Gaffran’s not the only one with a personal connection to the subject. Iodine’s grandfather Edmund Bodine was in the American air force, fighting in Japan.

“I’ve heard a lot about the Japanese side of things, so now hearing and learning about this side of the war is really fascinating,” Bodine said, noting Edmund also served as a lawyer during the war crime tribunals.

The filmmakers were quick to point out that not only has war touched their families, it’s also going on elsewhere in the world at this very moment.

Snell told the Star her family has seen war firsthand.

“My dad’s a missionary and he’s going to some of the places ISIS has been. He’s going to see all the devastation and poverty from the war.
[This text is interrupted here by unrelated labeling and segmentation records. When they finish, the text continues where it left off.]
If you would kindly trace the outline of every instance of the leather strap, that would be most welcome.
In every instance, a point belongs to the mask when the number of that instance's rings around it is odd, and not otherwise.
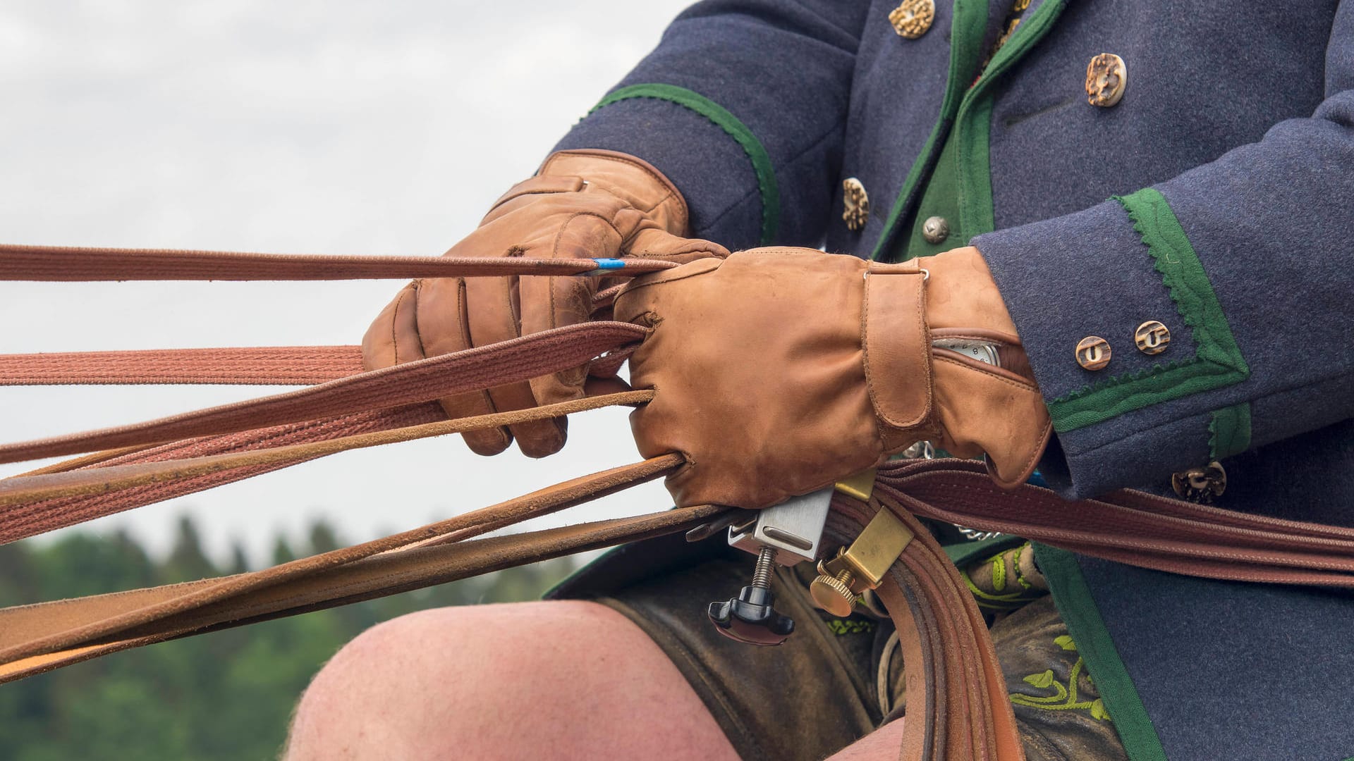
[[[274,397],[89,433],[4,444],[0,445],[0,463],[233,433],[437,399],[584,366],[647,333],[646,328],[624,322],[567,325]]]
[[[428,439],[432,436],[447,436],[450,433],[464,433],[466,431],[479,431],[498,425],[515,425],[529,420],[547,420],[612,405],[638,405],[653,398],[654,391],[651,390],[620,391],[616,394],[586,397],[582,399],[543,405],[539,408],[460,417],[440,422],[424,422],[421,425],[393,428],[390,431],[375,431],[371,433],[357,433],[353,436],[340,436],[337,439],[324,441],[307,441],[302,444],[269,447],[265,450],[249,450],[188,459],[115,464],[97,469],[79,469],[62,473],[5,478],[0,479],[0,521],[4,520],[5,510],[8,508],[28,505],[43,500],[104,496],[110,492],[122,489],[211,475],[234,469],[287,466],[322,458],[325,455],[347,452],[349,450],[378,447],[380,444],[395,444],[399,441],[412,441],[414,439]],[[7,529],[8,527],[0,529],[0,540],[3,540]]]
[[[0,280],[356,280],[589,275],[677,267],[657,259],[328,256],[0,244]]]

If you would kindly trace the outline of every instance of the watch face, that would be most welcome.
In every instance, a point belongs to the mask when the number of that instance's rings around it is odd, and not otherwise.
[[[983,341],[940,340],[932,341],[932,345],[940,349],[959,352],[969,359],[976,359],[978,362],[987,364],[995,364],[998,367],[1002,364],[997,359],[997,344],[987,344]]]

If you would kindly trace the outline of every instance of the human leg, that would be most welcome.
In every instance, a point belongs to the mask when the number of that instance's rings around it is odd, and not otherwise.
[[[286,758],[737,758],[662,650],[586,601],[422,611],[315,676]]]

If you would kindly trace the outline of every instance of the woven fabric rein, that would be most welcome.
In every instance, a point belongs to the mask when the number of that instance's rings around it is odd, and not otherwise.
[[[0,279],[337,279],[628,276],[643,260],[450,260],[0,246]],[[0,445],[0,462],[81,455],[0,479],[0,542],[92,520],[328,454],[635,405],[653,391],[445,420],[433,399],[589,366],[613,374],[642,328],[593,322],[362,372],[356,347],[0,356],[0,385],[287,383],[309,389],[73,436]],[[680,455],[575,478],[506,502],[272,569],[0,609],[0,681],[107,653],[343,605],[582,550],[682,531],[730,508],[482,536],[682,466]],[[980,463],[914,460],[879,471],[875,496],[838,496],[829,534],[850,540],[890,510],[914,534],[879,588],[907,669],[906,760],[1022,758],[1005,682],[972,596],[917,517],[1002,531],[1171,573],[1354,586],[1354,531],[1231,513],[1135,492],[1070,504],[999,490]],[[692,615],[700,615],[693,611]]]

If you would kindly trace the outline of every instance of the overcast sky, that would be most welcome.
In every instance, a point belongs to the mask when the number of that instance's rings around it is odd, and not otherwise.
[[[437,255],[532,173],[685,0],[0,5],[0,242]],[[0,283],[0,352],[355,344],[398,282]],[[0,439],[267,387],[0,387]],[[179,515],[253,561],[315,516],[348,540],[638,459],[626,413],[565,452],[459,439],[330,456],[85,524],[164,550]],[[0,466],[0,475],[32,467]],[[647,485],[554,523],[668,506]],[[548,519],[547,519],[548,520]]]

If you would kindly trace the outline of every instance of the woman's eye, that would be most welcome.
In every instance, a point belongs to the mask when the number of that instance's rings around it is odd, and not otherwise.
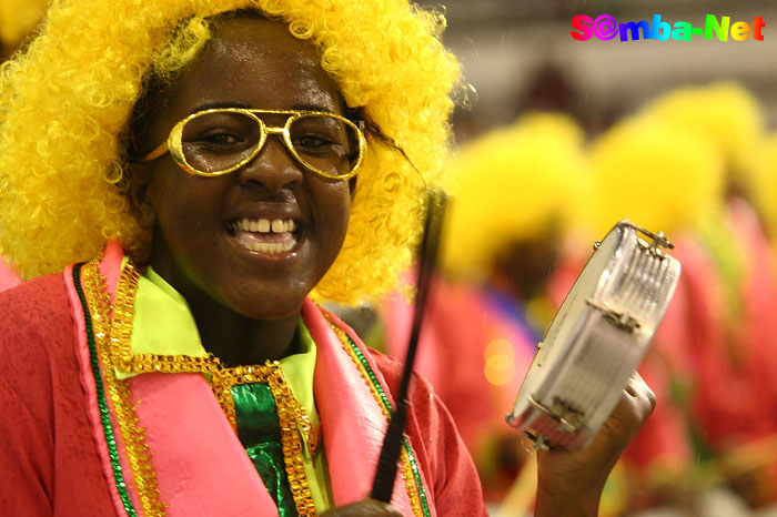
[[[342,149],[340,143],[333,141],[331,138],[319,134],[305,134],[297,136],[294,139],[294,146],[302,151],[317,153],[337,152],[337,150]]]
[[[198,138],[200,143],[210,145],[233,145],[240,143],[243,139],[232,133],[209,133]]]

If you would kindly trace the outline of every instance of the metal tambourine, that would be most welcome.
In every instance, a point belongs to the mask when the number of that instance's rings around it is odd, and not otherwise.
[[[581,449],[609,417],[677,286],[672,247],[626,220],[594,245],[507,415],[537,447]]]

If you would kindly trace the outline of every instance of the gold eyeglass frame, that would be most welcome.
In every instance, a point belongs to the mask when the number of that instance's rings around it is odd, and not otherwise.
[[[251,119],[255,120],[256,123],[259,124],[259,129],[261,132],[261,136],[259,139],[259,144],[256,148],[245,156],[243,160],[241,160],[239,163],[232,165],[229,169],[225,169],[223,171],[218,171],[218,172],[203,172],[196,170],[194,166],[192,166],[189,161],[186,160],[186,156],[183,154],[183,144],[181,142],[183,138],[183,128],[186,125],[186,123],[193,119],[196,119],[199,116],[209,114],[209,113],[242,113]],[[264,123],[262,119],[260,119],[258,115],[259,114],[280,114],[280,115],[289,115],[286,119],[286,123],[282,126],[269,126],[268,124]],[[331,116],[333,119],[339,120],[340,122],[343,122],[351,126],[355,133],[356,133],[356,140],[359,144],[359,156],[356,158],[356,163],[353,164],[353,168],[347,174],[343,175],[336,175],[336,174],[330,174],[326,171],[322,171],[319,168],[315,168],[307,163],[300,154],[296,152],[294,149],[294,145],[292,144],[291,141],[291,133],[289,132],[289,129],[291,128],[291,124],[294,123],[294,121],[303,119],[305,116],[311,116],[311,115],[325,115],[325,116]],[[192,113],[191,115],[186,116],[185,119],[181,120],[179,123],[173,126],[172,131],[170,131],[170,136],[168,136],[168,140],[165,142],[162,142],[157,149],[151,151],[149,154],[143,156],[143,159],[140,160],[139,163],[145,163],[145,162],[151,162],[153,160],[157,160],[158,158],[161,158],[167,153],[168,151],[170,152],[170,155],[172,156],[173,161],[181,168],[183,171],[185,171],[189,174],[196,175],[196,176],[205,176],[205,178],[212,178],[212,176],[221,176],[224,174],[230,174],[238,169],[241,169],[245,166],[248,163],[250,163],[256,155],[262,151],[262,148],[264,148],[264,143],[268,140],[269,134],[278,134],[281,135],[281,140],[283,140],[284,145],[286,146],[286,150],[291,153],[292,156],[294,156],[294,160],[296,160],[302,166],[304,166],[306,170],[310,172],[321,176],[325,178],[327,180],[349,180],[356,175],[356,172],[359,171],[359,166],[362,164],[362,161],[364,160],[364,153],[366,150],[366,140],[364,139],[364,133],[363,131],[359,128],[359,125],[354,124],[352,121],[346,119],[345,116],[339,115],[336,113],[331,113],[327,111],[307,111],[307,110],[251,110],[251,109],[245,109],[245,108],[214,108],[211,110],[202,110],[198,111],[196,113]]]

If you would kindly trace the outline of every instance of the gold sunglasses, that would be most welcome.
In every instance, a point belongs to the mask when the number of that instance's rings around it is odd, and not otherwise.
[[[286,123],[269,126],[259,115],[285,115]],[[280,135],[301,165],[330,180],[353,178],[366,150],[362,130],[335,113],[219,108],[198,111],[180,121],[167,142],[140,163],[157,160],[169,151],[189,174],[220,176],[251,162],[269,134]]]

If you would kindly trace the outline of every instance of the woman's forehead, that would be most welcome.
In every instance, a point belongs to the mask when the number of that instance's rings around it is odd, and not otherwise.
[[[340,99],[311,42],[294,38],[280,21],[241,17],[214,24],[213,38],[176,79],[165,104],[180,118],[230,103],[340,112]]]

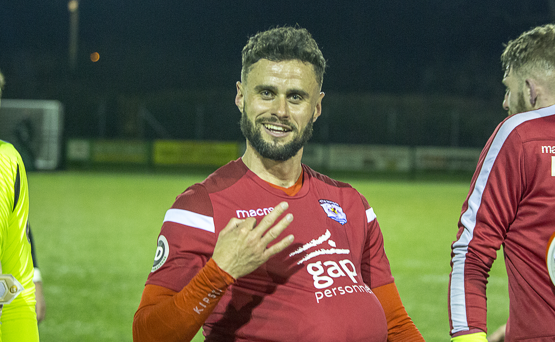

I think it’s really terrifying. People live in war zones all the time. And it’s hard to live a normal life when there are bullets flying around.”

And film is a great medium to drive that point home, according to Long, who especially admires Paul Thomas Anderson’s film The Master.

“After World War II there were a lot of mental effects. To see that sort of tragedy, those awful things, then to come back to a society that wasn’t torn apart is so hard. The main character realizes that adjusting to normal life is impossible for him.”

He wants to explore similar themes through his work.

“Filmmaking is really special to me, and having it here in Nelson, because it’s so small, it just seems weird that we’ve got this amazing group of people all working together.”

Their goal is to remind people of the long-term consequences of violent conflict.

“War is a big part of people’s every day,” said Sherman, the interviewer for the behind-the-scenes aspect of the project. “In my class last year we did a lot of research on Rwanda and the genocide there. Lots of soldiers came back traumatized but not physically wounded, so they couldn’t get the treatment they needed.”

And that’s nothing compared to the devastation of World War II, he believes. For Bodine, the lesson is simple.

“They come back and realize nobody wins in war. Everybody loses.”